Finally, I initially aimed to independently sanity-check my Part I calculations via a BOTEC. This process led me to collect some additionally useful pieces of information
My overall methodology was as follows:
I first aimed to produce estimates of how much public health philanthropy takes place overall. I note this method assumes biosecurity is a subset of public health. For the reasons I state in ‘About’ this is quite flawed. However, most biosecurity spending that is not under the public health bracket are national security interventions that currently represent a small proportion of the total biosecurity spend according to my Part II calculations. Therefore, I felt this assumption was reasonable.
There was a lot of variance, so I used 5 different methods and produced an estimate by averaging these:
Method 1 involved finding a source on global giving in the US; the share of total philanthropic giving in the US; what proportion of global philanthropy the US represented (~50%), and then using this to estimate total public health philanthropy.
Method 2 involved estimating public health research spending, and then scaling this by the proportion of health research spending:health spending by the UK government. This was a very, very rough method, and is likely an overestimate as one would expect philanthropy to be overrepresented in health research spending versus object-level spending on healthcare by a lot.
Method 3 involved finding a source on how much public health philanthropy there was in the US; what proportion of global philanthropy the US represented, and then using this to estimate total public health philanthropy.
Method 4 involved a McKinsey source on annual health grant funding that I scaled by the proportion of global philanthropy the US represented, using this to estimate total public health philanthropy.
Method 5 involved me just collecting two additional figures based on spending by the top 100 grantmakers and an additional source for healthcare philanthropy.
I note many of these calculations rest on this statistic that the US represents roughly half of global philanthropy. This was roughly commensurate with another source I found noting that 61% of philanthropy dollars are US-based. However, I appreciate that this introduces wide uncertainty on all of these figures.

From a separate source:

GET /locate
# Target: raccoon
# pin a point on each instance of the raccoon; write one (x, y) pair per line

There is an extremely wide variance ($46m to $300m) generally stemming from operationalisation. In particular, variance in measuring levels of philanthropy is driven by whether you’re talking about donations to foundations, foundation awards, foundation fundraising, or foundation spending, as well as how you account for cashflows between foundations, governments, and charities. These estimates are deeply quite uncertain.
However, I sanity-checked my result (~$130m) according to a figure I could find of how much of global philanthropy is spent on healthcare and figures on total philanthropic spending in 2020. My estimate came to 50% of philanthropic spending being public health, which was quite close to the 44% quoted in the Forbes article.
To now estimate what % of public health spending is biosecurity, I produce an upper bound by anchoring on US and UK data on (i) biosecurity budgets and (ii) health budgets. I get a figure of ~1.5%.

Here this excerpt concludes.